For the Historical Spark UI, you can click into a specific Spark application, then click the SQL tab at the top to view the queries for that application.

Best Practices

  • Check out the Apache Hudi docs on SQL DDL, SQL DML, and SQL Queries to learn about the SQL commands you can run on Onehouse tables.
  • SQL Clusters query Onehouse tables directly as table_name, without the _ro and _rt views (learn more).
    • By default, queries will be read-optimized (_ro), retrieving only compacted data. You can change to the real-time query type for the current session by running SET hoodie.query.as.ro.table=false;.
  • You may set Spark properties with SET <property>=<value>. These properties are persisted at the session-level, not globally for the Cluster.
  • You may set Hudi table properties with ALTER TABLE tableIdentifier SET|UNSET TBLPROPERTIES (table_property = 'property_value');. These properties are persisted for the table, and will apply to any queries you run on the SQL Cluster.
  • Before performing operations that you may want to rollback (eg. deleting records), you can create a Savepoint in the Onehouse console on the table details page under the 'Operations' tab. Savepoints enable you to rollback the table to a previous point in time and re-ingest subsequent data from the source. For optimal performance, you should delete the Savepoint after it's no longer needed.
  • If another writer evolves the schema while your SQL client (eg. beeline) is active, you might hit an error such as UNRESOLVED_COLUMN.WITH_SUGGESTION. To get the latest schema, run REFRESH TABLE <db>.<table> or re-connect your SQL client.

Limitations

  • SQL Clusters only supports Spark SQL. You cannot submit Spark code (eg. PySpark).
  • Queries are automatically canceled after 24 hours of duration. Please contact support if you require longer-running queries.
  • Java and Scala UDFs are supported, but Python UDFs are not yet supported.
  • Similar to Stream Captures, SQL queries will fail if the data volume of shuffle operations exceeds the available storage (disk space) for the project. If you have use cases that require additional shuffle space (such as large joins or data explosion), you may increase the project's OCU Limit.
  • Creating or dropping a database via SQL is not supported.
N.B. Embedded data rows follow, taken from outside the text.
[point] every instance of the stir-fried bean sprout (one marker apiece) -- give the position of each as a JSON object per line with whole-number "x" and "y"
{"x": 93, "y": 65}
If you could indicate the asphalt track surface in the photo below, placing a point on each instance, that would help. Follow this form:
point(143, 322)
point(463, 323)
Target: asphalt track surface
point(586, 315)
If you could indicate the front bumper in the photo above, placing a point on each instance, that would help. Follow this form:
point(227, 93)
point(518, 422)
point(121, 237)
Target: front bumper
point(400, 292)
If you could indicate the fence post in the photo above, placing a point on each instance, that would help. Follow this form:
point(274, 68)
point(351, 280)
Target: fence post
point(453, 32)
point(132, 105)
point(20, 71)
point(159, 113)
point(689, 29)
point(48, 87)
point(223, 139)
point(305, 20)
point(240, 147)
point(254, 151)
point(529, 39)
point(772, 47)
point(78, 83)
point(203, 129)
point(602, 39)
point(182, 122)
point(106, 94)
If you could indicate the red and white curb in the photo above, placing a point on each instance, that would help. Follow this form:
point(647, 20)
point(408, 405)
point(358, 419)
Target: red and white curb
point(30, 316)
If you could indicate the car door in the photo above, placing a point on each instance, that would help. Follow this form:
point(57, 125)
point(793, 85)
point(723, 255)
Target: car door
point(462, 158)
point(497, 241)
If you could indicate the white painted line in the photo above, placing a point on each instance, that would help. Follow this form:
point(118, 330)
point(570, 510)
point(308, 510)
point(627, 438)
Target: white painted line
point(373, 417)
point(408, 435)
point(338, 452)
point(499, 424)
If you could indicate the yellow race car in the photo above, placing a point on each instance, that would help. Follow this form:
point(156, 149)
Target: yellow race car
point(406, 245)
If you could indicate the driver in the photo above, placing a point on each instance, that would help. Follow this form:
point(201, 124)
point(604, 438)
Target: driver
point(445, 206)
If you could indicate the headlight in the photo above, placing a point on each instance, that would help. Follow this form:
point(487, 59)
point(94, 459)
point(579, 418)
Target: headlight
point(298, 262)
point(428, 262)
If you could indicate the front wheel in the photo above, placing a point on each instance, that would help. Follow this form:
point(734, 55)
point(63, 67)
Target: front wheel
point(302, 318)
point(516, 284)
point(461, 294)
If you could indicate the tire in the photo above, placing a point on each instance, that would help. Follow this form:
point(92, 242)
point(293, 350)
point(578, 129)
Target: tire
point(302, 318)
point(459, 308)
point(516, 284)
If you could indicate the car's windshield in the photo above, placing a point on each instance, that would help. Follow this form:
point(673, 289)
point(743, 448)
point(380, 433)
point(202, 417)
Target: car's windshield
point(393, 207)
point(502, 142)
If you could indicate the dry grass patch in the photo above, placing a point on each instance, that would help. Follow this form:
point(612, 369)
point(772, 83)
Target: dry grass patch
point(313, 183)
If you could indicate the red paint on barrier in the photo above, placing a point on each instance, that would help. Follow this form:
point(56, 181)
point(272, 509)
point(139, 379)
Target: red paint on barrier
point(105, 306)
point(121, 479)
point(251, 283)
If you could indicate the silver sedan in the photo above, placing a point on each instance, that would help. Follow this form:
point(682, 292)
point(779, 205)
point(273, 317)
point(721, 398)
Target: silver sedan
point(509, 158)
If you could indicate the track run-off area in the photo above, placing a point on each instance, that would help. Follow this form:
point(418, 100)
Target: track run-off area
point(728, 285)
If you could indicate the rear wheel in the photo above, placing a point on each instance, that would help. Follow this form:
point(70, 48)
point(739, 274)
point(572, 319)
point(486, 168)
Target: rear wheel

You can do this via the Onehouse console.
  • You need to set TBLPROPERTIES in order to run DML or DDL queries on certain Onehouse managed tables:
    • If the table has a partition key, run ALTER TABLE <table> SET TBLPROPERTIES (hoodie.datasource.write.partitionpath.field = '<partition_field>:simple').
  • Using SQL to modify the name of a table created by a Stream Capture is not supported.
  • Dropping a table from SQL will only drop the catalog entry for the table. You must delete the table in the bucket directly to remove the files.
  • Tables created via SQL do not support default values. If you add new columns with ALTER TABLE, any default value specified will be overridden to null. We plan to resolve this limitation soon.
  • There is an issue may show incorrect metrics in the Onehouse console when INSERT OVERWRITE is performed on a table.
  • When there are concurrent DDL requests (ALTER TABLE) to a SQL Cluster, one request may be dropped. For example, if you run ALTER TABLE <db>.<table> SET TBLPROPERTEIS ('<key>' = '<value>'), double check that the TBLPROPERTIES key is set properly before executing subsequent commands for safety.
  • Changing a primary key value for an existing record in the table is not supported. Instead, delete the record and insert a new record.
  • Changing a partition key value for an existing record is not possible with the UPDATE command. Instead, use INSERT (in upsert mode) or MERGE INTO.